The National Football League confirmed Friday that it's actively considering the possibility of playing regular-season games in Mexico. There are conflicting reports about the state of negotiations and when the series could begin, however.
Ivis Aburto of AS reports plans are already in place for the country to hold five games, one each season starting in 2017 or 2018. NFL Mexico director Arturo Olive stated an increased number of sponsors can help cover the projected $15 million cost.
NFL spokesman Mike Signora released a statement concerning the report and wasn't ready to make any type of firm commitment, per Mike Garafolo of Fox Sports:
We are pleased with the growth in fan demand and the increased partner support we have enjoyed in recent years. With this in mind, we are actively assessing the opportunity to play games in Mexico. We have visited several stadiums in recent months, and are analyzing what needs to be done to bring games to Mexico. It is premature to comment specifically as to when this will happen, let alone how many, if any, games might be played.
Daniel Kaplan of the Sports Business Journal noted the league previously voiced concerns about the ability of Mexico's current venues to handle NFL games.
Mexico hosted the first regular-season game outside of the United States in 2005. The Arizona Cardinals scored a 31-14 victory over the San Francisco 49ers in front of more than 100,000 fans at the Estadio Azteca, which is best known as a soccer stadium used by the Mexican national team.

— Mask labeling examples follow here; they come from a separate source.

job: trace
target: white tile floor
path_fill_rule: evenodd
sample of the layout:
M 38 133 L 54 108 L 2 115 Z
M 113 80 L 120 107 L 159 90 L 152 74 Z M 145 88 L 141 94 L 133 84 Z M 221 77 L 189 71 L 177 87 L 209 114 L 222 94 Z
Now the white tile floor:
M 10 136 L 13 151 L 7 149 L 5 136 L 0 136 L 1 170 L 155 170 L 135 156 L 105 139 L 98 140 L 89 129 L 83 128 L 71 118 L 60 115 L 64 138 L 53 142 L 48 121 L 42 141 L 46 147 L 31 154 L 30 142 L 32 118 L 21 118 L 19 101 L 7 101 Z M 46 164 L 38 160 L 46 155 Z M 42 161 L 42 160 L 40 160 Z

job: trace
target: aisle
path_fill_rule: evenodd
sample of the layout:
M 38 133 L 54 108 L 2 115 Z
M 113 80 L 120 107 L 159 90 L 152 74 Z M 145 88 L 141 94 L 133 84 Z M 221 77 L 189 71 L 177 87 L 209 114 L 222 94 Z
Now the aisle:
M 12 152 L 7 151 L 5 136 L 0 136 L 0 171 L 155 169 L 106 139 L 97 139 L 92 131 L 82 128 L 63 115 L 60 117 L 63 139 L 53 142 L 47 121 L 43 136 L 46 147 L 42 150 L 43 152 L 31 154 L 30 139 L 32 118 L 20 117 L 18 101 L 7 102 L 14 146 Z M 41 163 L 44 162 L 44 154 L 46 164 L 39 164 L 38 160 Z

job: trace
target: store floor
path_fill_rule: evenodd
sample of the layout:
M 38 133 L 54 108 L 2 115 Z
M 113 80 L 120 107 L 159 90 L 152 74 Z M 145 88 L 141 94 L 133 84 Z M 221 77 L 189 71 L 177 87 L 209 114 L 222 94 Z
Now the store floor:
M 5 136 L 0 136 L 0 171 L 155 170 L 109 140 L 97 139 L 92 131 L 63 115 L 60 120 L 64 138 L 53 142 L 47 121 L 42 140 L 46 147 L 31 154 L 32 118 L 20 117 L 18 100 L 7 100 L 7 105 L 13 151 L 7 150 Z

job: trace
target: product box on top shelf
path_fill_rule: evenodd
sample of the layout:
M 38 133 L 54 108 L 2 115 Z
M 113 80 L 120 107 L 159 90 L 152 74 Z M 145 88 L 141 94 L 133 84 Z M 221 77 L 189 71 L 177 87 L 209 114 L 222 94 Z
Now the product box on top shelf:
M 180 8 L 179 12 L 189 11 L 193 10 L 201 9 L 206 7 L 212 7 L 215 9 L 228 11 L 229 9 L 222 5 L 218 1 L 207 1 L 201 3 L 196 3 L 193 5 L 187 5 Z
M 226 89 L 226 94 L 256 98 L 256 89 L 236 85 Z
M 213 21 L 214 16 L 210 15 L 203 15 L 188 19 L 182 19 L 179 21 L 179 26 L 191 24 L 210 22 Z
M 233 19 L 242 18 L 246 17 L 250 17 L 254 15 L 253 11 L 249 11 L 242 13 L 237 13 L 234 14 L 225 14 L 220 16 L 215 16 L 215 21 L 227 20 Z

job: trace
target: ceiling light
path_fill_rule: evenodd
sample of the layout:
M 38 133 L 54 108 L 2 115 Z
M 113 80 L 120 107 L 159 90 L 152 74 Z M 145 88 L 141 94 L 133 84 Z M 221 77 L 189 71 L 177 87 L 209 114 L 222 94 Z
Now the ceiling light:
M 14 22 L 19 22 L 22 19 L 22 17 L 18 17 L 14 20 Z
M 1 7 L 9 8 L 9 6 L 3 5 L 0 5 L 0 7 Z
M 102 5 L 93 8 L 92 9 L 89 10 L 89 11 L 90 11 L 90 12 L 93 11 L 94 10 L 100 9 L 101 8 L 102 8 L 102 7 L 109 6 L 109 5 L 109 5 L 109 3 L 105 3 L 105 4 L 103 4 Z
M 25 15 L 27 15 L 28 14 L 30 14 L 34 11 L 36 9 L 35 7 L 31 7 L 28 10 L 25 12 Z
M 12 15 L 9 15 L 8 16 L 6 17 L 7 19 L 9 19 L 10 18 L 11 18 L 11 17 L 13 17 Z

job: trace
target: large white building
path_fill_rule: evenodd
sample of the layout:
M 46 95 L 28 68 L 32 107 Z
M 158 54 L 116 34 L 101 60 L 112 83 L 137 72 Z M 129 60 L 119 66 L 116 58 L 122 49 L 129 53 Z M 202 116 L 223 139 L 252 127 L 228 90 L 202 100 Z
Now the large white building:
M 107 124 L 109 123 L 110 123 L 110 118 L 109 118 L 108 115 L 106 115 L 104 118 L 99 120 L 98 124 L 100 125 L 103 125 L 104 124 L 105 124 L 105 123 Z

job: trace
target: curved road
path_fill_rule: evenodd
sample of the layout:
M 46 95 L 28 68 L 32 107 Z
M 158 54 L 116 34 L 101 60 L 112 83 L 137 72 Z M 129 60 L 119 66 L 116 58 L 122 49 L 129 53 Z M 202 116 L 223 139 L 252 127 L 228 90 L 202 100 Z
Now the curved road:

While the country has also hosted exhibition games dating back to the 1970s, the league's focus in recent years has turned toward London for the regular season. Wembley Stadium has held 11 games since 2007.
It's all part of the NFL's effort to create more of an international appeal. Moving back into Mexico for games makes sense on paper given the close proximity, but making sure the conditions are up to par must remain a top priority.